There’s a lot on the line. Two years of record consumer spending have seen cargo loads hammer ports with delays and congestion, and workers are seen as having additional leverage. While wages and benefits loom large on labor’s agenda, the employers’ right to automate is set to emerge as a particularly thorny issue.
In the last round of contract talks that began in 2014, disagreements dragged on for nine months, creating an economic headwind across the country, a long line of waiting vessels and shortages of some consumer goods.
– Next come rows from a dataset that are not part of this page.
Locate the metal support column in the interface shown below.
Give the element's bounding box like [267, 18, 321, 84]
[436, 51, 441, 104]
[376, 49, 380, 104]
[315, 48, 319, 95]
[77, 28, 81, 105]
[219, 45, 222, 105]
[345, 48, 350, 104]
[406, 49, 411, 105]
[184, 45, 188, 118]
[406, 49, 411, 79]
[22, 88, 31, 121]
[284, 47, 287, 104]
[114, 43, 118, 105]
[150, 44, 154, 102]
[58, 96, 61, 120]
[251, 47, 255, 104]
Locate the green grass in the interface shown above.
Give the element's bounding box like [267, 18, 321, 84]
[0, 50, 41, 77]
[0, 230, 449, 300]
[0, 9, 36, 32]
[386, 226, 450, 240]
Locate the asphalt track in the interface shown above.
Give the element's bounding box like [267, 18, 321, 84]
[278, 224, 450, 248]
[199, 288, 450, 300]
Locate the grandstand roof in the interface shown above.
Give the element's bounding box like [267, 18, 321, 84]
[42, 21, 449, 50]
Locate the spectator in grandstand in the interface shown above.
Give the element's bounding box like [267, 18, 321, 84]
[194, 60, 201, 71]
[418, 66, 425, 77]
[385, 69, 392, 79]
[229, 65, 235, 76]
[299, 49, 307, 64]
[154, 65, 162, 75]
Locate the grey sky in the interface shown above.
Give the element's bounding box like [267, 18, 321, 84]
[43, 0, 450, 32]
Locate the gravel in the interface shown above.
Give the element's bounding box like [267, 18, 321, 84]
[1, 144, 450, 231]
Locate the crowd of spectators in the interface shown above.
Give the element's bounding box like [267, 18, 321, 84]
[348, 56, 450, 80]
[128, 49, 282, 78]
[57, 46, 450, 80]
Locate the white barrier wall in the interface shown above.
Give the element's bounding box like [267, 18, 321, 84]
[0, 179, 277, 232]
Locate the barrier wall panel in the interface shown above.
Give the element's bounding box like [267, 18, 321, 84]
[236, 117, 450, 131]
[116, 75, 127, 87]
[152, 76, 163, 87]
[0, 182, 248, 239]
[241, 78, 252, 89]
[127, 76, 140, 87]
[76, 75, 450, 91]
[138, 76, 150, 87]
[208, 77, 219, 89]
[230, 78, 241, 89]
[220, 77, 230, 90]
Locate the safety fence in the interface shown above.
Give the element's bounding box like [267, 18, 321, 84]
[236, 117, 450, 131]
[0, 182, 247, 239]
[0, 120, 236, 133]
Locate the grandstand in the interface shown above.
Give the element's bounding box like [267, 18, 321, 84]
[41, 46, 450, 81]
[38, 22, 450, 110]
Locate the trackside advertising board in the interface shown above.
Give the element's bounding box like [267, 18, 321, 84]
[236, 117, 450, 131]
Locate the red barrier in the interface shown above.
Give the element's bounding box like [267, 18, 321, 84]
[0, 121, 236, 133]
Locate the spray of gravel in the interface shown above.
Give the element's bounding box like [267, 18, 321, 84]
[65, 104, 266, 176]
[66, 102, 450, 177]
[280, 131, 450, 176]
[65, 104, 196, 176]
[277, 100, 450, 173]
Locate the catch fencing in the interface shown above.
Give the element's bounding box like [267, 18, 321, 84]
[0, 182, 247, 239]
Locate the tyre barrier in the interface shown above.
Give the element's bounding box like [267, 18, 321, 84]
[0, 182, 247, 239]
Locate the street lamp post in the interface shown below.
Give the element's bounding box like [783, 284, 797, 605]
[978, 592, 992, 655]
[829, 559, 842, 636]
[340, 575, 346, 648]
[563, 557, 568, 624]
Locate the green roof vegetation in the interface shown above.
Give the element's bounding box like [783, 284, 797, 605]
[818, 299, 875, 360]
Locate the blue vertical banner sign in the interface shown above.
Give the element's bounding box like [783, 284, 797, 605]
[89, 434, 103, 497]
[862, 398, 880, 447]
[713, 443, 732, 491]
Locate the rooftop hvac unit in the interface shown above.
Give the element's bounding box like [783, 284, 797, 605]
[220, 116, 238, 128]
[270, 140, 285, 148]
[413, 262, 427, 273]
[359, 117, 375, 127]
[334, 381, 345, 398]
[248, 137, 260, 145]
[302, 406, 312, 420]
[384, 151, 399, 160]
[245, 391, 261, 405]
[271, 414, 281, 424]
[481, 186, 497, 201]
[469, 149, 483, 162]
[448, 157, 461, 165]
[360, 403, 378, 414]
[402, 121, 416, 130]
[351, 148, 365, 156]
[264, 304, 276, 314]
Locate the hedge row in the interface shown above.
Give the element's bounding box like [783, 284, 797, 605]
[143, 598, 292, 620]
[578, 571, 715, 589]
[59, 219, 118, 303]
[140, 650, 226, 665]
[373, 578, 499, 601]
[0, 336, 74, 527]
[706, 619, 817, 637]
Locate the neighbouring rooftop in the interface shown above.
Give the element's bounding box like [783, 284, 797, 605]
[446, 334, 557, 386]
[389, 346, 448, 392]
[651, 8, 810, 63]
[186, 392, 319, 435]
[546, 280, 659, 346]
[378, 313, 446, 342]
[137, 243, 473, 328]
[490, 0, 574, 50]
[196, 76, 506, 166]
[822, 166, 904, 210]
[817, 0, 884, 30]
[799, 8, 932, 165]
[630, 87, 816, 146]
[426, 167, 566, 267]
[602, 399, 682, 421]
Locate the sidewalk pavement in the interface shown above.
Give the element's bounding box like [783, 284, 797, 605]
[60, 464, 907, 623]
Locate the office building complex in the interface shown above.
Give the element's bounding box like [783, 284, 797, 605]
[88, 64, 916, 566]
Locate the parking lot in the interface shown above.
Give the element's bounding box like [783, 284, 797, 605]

The disruptions only came to an end when the White House got involved and, according to an analysis by Copenhagen-based Sea-Intelligence, it took the shipping industry eight to nine months after a deal was reached in February 2015 to return to normal service.
Originally set to end in 2019, the contracts were extended for three more years after roughly two-thirds of union members voted to lengthen them to avoid cargo disruptions in exchange for higher wages and pensions. The ILWU declined an offer from the PMA last fall to extend the contracts for another year.